Auch Deutsche, die eher im Frühjahr und Herbst anreisen, schwören auf das wundertätige Thermalwasser und den hochwertigem Schwefelflussschlamm aus der Waag. Dazu scheint hier fast immer die Sonne, nur 75 Tage im Jahr lässt sie sich nicht blicken. Günter Schneider ist im Hotel Esplanade auf der Badeinsel ein gern gesehener Gast. Seit Jahren organisiert er Kurreisen für deutsche Senioren. Dass wir das Land mit dem Fahrrad erkunden, betrachtet er wohlwollend. Herr Schneider kennt inzwischen viele Geschichten über den Kurort: »Am Rande des Kurparks nahe der Kolonnadenbrücke ist die Plastik eines nackten Liebespaares zu sehen. Im Winter tragen die beiden Mützen, Schals und Handschuhe, damit sie nicht frieren. Dies ist das Zeichen, dass sich ein Mädchen aus Pieštany frisch verliebt hat. Und in der kalten Jahreszeit wird das Pärchen fast immer bestrickt.«

Holzhausmalereien im Bergdorf Cicmany. (Foto: Kerstin Micklitza)
Holzhausmalereien im Bergdorf Cicmany. (Foto: Kerstin Micklitza)
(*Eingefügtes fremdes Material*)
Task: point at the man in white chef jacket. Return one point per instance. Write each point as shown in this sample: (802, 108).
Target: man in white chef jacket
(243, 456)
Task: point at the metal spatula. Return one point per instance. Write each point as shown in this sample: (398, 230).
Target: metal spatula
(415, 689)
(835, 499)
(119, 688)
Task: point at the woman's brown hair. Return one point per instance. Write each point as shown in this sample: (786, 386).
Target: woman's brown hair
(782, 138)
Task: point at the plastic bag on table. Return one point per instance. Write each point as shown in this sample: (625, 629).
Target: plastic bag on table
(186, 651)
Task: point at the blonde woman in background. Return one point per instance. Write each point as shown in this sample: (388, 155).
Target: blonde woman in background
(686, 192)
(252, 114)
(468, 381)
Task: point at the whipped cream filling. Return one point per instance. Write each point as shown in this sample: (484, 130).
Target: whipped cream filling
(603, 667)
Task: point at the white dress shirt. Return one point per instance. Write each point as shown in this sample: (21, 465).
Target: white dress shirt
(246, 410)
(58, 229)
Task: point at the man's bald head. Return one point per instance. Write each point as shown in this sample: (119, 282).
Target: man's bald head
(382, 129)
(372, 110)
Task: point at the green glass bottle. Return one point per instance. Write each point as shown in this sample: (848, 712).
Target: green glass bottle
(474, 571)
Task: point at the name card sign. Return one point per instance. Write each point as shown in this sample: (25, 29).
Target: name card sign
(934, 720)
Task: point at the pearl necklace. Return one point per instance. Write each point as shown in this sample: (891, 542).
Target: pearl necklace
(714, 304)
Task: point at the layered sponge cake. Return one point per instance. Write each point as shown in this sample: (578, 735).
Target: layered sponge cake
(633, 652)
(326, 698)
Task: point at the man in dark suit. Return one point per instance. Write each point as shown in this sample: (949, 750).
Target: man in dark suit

Mit dieser und anderen Geschichten im Gepäck, und nach der Plünderei eines unbeachteten Kirschbaums am Straßenrand, radeln wir weiter nach Trencín mit einer mächtigen Burg. Einen Tag später landen wir da, wo Hase und Fuchs sich »Gute Nacht« sagen. Das Dorf Cicmany in den Rajetzer Bergen besitzt die sauberste Luft in der Slowakei. Und ist berühmt für über hundert mit Ornamenten bemalte Holzhäuser. Meist sind es Tiere und Pflanzen, Herzen, Sonnen oder einfach geometrische Elemente, die mit weißer Farbe auf die rohen Balkenwände gepinselt wurden. Es wird erzählt, dass die Männer die Muster an die Wände gemalt und die Frauen diese dann auf die Trachten gestickt haben. Solch schöne Unikate bewundern wir im Raden-Haus neben Fotos aus dem früheren Dorfalltag. Hier ist zu hören, dass Jungen nach ihrer Geburt auf ein Schaffell gebettet wurden, damit sie Locken bekommen und den Mädchen eine Nadel in die Badeschüssel gelegt wurde, damit sie später gut sticken konnten.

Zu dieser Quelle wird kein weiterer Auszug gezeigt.